Question

Solve the following equation, to find the value of x :
1. (x + 5) (x + 6) = (x - 7) (x - 8)
2. (x + 1) (x + 2) = (x - 3) (x - 4)​

Answer 1

1) (x + 5) ( x + 6) = ( x - 7) (x - 8)

$\sf \: (x + 5)(x + 6) = (x - 7)(x - 8)$

${x}^{2} + 6x + 5x + 30 = {x}^{2} - 8x - 7x + 56$

Cancel x² from both sides.

$6x + 5x + 30 = - 8x - 7x + 56$

$11x + 30 = - 15x + 56$

$\sf \implies \: 11x + 15x = 56 - 30$

$\sf \implies \: 26x = 26$

$\sf \implies \: x = 1$

2) (x + 1) (x + 2 ) = (x -3) (x -4)

${x}^{2} + 2x + x + 2 = {x}^{2} - 4x - 3x + 12$

Cancel x² from both sides.

$2x + x + 2 = - 4x - 3x + 12$

Collect like terms.

$3x + 2 = - 7x + 12$

$3x + 7x = 12 - 2$

$10x = 10$

Divide both sides by 10.

$\sf \implies \: x = 1$

Answer 2

Solution :

1. (x + 5) (x + 6) = (x - 7) (x - 8)

➜ (x + 5) (x + 6) = (x - 7) (x - 8)

➜ x (x + 5) + 6 (x + 5) = x (x - 7) - 8 (x - 7)

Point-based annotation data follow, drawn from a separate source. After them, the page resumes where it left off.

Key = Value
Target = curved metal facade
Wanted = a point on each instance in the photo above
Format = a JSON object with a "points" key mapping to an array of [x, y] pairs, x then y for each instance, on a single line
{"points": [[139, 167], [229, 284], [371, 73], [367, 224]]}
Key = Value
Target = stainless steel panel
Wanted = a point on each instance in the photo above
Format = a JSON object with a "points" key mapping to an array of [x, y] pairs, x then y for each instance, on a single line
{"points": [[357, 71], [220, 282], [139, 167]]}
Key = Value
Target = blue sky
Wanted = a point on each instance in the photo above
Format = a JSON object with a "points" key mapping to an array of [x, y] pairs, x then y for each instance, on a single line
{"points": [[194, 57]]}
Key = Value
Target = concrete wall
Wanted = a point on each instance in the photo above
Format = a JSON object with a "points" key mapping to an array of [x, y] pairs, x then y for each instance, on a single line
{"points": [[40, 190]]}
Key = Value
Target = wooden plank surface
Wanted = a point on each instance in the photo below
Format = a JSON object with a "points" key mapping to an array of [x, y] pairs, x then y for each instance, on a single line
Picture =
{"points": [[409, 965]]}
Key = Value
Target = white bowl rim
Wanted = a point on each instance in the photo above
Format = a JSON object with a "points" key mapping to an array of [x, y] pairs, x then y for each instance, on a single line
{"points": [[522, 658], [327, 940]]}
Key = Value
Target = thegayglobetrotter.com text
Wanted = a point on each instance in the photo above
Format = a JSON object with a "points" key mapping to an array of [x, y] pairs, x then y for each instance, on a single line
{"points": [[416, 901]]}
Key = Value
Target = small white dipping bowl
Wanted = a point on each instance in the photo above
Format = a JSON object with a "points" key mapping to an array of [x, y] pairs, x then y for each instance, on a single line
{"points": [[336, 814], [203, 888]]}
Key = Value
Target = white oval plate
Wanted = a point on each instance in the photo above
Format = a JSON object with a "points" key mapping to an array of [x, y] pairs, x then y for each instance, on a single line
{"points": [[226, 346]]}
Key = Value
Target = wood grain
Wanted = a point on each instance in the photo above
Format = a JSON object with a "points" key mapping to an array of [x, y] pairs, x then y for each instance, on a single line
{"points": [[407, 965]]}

➜ x² + 5x + 6x + 30 = x² - 7x - 8x + 56

➜ x² + 11x + 30 = x² - 15x + 56

➜ x² - x² + 11x + 15x + 30 - 56 = 0

➜ 26x - 26= 0

➜ 26x = 26

➜ x = 26/26

➜ x = 1

2. (x + 1) (x + 2) = (x - 3) (x - 4)

➜ (x + 1) (x + 2) = (x - 3) (x - 4)

➜ x (x + 2) + 1 (x + 2) = x (x - 4) - 3 (x - 4)

➜ x² + 2x + x + 2 = x² - 4x - 3x + 12

➜ x² + 2x + x + 2 - x² + 4x + 3x - 12 = 0

➜ x² - x² + 2x + 4x + x + 3x + 2 - 12 = 0

➜ 6x + 4x - 10 = 0

➜ 10x - 10 = 0

➜ 10x = 10

➜ x = 10/10

➜ x = 1

Answer : Hence, in both the equations, the value of x is 1.